Though FPE has its own benefits and strong points, it also has some trade-offs to be considered before considering it.

- Though not serious points of concern, FPE does work on the output of AES and hence might need slightly more resources like RAM and CPU cycles.
- Work done in the area of FPE is not so vast or abundant compared to the work around the standard encryption schemes. As a result, current implementations of FPE might consume more time.

**Risks:**

- FPE needs a good amount of distinct values for performing FPE. If not, it becomes easy to figure out the mapping given enough time.
- FPE gives away some info about the data such as the length or data type of the original data. Since this drawback is more related to the requirement than FPE itself, FPE should only be implemented after proper evaluation of the requirement.

**FPE algorithms:**

**FPE from prefix cipher:**

This is one of the easiest implementations. Here a pseudo-random function is used to generate random weights to each integer and sort it by this weight and an integer with same input rank can be taken from the weight sorted integers as output. This works as good as the block cipher used as a pseudorandom function. Though easy to implement, this method can prove to be difficult to use for inputs of larger range as it would take a longer time to precompute the weights and sort them.

**FPE from cycle walking:**

To create an FPE algorithm by repeatedly applying the block cipher until the output falls in the range of allowed values. For finite domains, the process would certainly terminate. This implementation that it doesn’t have to pre-map an input to an output. But for smaller domains, more and more repetitions might be required before the output falls in the range of the domain.

**FPE from Fiestal Network:**

A Fiestal network breaks the input into equal halves of left and right side bits. So for an output of 24 its the least significant bits from the output of block cipher can be used. To make the desired output fall in the same domain as the input the process is cycled enough times so that we get desired output in the same domain.

**The FFSEM/FFX mode of AES:**

Here we use AES for the rounding function with a fiestal network where a single key is used and in each round, the key is slightly modified.

**Datametica’s use case for FPE:**

Datametica’s home brewed masking tool ‘Data Anonymizer’ is developed to help our clients to mask the sensitive data and share the non-secure data with Datametica team for development and testing purposes. The tool uses multiple algorithms to mask the data required for multiple use cases. FPE is a really useful algorithm which can replace sensitive information like customer names and still keep the statistics of the data intact which helps the development team to understand the vitals of the data.
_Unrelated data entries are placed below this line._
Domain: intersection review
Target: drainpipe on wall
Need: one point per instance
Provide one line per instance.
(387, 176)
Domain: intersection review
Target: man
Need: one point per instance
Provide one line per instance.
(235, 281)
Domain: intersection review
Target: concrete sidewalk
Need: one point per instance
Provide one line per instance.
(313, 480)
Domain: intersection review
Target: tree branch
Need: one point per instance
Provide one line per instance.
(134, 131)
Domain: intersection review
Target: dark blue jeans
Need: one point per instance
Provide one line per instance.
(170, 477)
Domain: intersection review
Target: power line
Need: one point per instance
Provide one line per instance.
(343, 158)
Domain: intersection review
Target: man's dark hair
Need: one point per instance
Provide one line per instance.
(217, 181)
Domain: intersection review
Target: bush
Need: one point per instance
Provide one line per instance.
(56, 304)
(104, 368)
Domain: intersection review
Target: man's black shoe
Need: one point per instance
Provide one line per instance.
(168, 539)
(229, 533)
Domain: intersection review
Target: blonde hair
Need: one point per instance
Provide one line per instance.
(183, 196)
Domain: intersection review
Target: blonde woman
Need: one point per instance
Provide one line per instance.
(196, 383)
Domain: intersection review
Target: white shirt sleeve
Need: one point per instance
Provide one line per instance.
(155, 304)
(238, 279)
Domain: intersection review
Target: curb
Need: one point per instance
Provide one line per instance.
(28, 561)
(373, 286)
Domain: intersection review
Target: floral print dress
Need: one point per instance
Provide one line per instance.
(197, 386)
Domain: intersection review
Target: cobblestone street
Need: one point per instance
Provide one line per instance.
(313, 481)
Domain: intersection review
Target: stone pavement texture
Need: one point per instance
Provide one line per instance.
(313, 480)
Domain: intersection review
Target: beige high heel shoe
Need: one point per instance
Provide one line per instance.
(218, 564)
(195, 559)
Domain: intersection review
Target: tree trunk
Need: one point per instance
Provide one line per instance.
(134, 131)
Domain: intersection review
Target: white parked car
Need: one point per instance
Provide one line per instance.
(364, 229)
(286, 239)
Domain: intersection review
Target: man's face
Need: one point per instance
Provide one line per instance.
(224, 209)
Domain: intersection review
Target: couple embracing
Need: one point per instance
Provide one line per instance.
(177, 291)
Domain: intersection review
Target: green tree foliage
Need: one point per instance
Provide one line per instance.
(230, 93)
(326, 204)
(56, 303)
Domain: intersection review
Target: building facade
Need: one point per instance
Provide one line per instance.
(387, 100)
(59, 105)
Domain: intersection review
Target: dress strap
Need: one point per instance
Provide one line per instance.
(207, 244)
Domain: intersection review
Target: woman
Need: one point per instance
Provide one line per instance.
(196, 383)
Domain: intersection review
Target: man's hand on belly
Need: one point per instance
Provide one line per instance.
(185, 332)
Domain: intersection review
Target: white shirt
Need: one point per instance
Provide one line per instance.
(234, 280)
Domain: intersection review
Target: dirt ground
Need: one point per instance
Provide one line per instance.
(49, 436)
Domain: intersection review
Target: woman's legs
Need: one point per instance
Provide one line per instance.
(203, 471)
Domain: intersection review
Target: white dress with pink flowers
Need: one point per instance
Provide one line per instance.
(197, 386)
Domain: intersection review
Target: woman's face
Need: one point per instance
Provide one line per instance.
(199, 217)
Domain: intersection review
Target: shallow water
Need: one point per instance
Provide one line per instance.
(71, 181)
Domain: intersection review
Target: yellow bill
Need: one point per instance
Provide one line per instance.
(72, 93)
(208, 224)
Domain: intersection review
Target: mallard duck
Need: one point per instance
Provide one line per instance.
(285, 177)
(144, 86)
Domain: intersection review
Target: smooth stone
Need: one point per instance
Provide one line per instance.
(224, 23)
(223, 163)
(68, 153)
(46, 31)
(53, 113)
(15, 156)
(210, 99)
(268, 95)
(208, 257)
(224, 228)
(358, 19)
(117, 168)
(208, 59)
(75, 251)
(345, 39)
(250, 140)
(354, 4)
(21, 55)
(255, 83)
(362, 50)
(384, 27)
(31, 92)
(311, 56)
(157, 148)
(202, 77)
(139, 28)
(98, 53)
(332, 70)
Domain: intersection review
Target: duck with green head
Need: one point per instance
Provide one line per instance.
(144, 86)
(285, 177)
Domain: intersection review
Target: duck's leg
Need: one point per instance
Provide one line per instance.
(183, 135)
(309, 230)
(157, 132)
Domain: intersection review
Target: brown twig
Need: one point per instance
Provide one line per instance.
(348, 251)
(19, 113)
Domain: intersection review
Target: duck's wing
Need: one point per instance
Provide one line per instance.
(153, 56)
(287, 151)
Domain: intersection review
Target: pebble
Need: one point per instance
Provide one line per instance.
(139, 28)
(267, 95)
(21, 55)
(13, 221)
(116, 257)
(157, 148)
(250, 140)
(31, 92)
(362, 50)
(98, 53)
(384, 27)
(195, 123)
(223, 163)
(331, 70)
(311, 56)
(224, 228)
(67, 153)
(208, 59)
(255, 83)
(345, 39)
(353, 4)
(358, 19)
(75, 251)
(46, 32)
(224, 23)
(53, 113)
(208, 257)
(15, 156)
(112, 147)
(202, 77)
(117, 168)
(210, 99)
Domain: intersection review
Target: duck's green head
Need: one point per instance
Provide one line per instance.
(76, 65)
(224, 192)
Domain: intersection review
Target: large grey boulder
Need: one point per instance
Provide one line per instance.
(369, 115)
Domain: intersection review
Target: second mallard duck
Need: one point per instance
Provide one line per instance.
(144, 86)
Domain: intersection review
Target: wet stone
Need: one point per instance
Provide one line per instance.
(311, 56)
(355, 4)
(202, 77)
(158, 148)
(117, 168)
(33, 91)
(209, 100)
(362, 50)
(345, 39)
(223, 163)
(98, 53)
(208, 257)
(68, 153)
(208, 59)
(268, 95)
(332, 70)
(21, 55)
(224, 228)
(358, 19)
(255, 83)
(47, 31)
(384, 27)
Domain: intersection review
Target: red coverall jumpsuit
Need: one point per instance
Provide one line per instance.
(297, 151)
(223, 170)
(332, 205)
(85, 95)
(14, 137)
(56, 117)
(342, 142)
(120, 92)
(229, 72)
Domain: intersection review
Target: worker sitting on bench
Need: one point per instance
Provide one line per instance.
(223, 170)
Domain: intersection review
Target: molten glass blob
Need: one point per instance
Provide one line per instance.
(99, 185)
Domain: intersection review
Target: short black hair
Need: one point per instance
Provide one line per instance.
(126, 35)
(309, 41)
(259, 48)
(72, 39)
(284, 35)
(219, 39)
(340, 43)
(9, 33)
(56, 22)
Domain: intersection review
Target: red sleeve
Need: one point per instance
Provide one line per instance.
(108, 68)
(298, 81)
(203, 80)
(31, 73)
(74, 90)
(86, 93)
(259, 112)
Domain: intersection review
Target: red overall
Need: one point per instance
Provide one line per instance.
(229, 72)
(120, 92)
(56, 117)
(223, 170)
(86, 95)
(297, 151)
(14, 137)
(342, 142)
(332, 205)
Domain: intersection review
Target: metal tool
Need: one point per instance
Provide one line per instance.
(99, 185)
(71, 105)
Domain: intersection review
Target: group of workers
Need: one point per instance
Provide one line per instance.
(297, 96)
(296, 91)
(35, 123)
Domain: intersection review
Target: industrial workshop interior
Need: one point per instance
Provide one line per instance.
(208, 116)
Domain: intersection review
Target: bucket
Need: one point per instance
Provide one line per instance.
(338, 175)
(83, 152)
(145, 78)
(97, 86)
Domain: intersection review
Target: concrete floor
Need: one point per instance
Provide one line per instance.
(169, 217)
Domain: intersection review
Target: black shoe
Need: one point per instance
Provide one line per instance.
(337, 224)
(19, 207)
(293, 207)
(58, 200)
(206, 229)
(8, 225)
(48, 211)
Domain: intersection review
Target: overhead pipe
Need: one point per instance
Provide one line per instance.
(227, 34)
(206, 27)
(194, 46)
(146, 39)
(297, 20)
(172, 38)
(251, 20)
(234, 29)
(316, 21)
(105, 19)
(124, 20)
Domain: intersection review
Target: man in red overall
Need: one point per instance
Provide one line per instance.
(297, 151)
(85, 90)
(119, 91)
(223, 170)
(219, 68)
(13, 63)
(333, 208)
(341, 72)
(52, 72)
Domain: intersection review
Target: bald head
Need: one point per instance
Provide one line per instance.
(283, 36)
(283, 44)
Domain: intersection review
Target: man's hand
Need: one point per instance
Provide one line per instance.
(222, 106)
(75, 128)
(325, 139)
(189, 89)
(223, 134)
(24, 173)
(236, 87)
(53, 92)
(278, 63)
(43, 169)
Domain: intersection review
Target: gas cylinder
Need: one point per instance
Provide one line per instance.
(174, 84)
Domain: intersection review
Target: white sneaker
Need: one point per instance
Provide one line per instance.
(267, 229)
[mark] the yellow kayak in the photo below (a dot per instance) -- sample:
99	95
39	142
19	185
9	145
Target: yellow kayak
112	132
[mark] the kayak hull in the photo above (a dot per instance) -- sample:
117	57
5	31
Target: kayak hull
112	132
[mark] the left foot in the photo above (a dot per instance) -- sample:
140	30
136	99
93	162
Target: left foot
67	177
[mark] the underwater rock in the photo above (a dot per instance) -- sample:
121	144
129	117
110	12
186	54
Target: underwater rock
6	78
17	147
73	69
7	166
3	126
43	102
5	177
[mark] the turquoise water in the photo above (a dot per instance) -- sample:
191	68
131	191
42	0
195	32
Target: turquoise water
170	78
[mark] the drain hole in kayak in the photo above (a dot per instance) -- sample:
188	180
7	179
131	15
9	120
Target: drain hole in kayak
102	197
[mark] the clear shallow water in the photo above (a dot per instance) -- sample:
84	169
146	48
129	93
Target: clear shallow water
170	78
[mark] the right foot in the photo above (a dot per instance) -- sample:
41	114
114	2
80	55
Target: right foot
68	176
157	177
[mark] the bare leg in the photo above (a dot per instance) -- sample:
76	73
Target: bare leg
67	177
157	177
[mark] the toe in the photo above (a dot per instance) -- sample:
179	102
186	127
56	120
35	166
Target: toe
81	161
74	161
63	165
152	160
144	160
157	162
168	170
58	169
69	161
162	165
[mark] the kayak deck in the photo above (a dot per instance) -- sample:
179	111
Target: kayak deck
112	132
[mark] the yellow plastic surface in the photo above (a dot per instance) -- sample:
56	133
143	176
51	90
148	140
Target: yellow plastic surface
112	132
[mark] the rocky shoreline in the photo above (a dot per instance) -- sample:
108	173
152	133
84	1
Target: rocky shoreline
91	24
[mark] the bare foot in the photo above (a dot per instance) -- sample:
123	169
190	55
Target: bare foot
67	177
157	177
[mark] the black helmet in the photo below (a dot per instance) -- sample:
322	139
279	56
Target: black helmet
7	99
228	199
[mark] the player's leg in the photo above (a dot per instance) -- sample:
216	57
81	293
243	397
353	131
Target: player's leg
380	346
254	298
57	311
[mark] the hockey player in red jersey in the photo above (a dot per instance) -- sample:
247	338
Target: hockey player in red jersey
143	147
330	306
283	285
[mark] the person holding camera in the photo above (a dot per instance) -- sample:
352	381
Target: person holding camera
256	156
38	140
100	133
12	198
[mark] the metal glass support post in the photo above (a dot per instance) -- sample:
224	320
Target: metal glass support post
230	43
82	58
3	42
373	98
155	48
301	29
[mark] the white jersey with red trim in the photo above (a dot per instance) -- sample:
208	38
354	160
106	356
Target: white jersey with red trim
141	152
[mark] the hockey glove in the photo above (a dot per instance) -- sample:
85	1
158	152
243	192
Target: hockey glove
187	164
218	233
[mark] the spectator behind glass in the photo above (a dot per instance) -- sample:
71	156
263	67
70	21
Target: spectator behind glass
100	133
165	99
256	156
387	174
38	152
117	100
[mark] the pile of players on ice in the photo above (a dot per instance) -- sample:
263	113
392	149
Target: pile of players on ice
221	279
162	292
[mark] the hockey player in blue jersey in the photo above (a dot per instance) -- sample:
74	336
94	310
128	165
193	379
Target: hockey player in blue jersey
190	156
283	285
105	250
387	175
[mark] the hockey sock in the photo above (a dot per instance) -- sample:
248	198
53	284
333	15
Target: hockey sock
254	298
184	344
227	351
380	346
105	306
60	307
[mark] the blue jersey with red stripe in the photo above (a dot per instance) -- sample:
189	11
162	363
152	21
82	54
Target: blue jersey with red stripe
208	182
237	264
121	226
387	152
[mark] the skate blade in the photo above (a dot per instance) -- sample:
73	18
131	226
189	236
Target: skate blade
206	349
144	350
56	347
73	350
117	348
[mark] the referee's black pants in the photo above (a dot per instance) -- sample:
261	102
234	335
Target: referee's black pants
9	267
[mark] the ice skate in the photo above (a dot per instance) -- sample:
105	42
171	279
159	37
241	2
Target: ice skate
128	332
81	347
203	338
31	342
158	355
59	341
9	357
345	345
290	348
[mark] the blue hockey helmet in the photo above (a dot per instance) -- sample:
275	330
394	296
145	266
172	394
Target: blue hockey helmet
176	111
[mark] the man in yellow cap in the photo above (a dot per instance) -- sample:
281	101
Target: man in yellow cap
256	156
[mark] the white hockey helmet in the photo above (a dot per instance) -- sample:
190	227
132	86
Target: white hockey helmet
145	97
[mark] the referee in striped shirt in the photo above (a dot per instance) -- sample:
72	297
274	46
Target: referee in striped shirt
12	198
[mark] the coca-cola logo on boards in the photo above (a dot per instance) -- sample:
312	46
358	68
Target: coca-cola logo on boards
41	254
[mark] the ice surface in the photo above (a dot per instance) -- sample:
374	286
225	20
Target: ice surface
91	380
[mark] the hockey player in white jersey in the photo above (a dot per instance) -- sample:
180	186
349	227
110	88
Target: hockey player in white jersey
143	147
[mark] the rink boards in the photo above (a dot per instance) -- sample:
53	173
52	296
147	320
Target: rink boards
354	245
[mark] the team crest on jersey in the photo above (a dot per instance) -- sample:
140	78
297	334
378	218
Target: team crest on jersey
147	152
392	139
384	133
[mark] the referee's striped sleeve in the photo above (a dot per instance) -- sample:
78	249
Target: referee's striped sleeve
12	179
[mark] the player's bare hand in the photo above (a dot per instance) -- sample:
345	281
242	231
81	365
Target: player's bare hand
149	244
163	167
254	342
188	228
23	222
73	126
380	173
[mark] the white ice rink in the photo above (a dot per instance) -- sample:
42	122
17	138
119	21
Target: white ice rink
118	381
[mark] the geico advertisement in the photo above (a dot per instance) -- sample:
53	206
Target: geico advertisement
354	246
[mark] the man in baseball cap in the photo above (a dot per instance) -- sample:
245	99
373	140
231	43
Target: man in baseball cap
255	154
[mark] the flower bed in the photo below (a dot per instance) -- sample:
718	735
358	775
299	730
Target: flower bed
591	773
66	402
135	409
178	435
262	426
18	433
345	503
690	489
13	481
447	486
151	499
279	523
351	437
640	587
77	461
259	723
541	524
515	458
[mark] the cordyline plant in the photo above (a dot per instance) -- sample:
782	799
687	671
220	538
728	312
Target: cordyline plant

Since multiple runs would be required to implement the business logic and to test it, every run of the data has to be made anonymous. Unlike most masking algorithms which can’t replace a customer name with the same pseudo name or text across multiple times, FPE works well in this case. FPE generates output by generating deterministic pseudo random values. This helps it to map the same random value for a customer name every time, without storing the mapping. Allowing the business logic to still be applied after masking the data while preserving characteristic statistics of the data. Ie a user Ram will always be replaced by saying a token Shyam. This allows for business logic to be applied on tokenized data like calculating total orders to a store by the user Shyam. Shyam is a representing token of the user Ram and any developer or others who can view the data need not aware of the fact that Shyam is not the original name of the user and still use the masked data for development purposes. This saves a lot of effort that goes into writing scripts to mask the data and to further keep the replacements consistent across multiple runs and also saves time making changes to the data model if encryption were to be used. Needless to say, this approach is way better than generating sample data for development and testing purposes.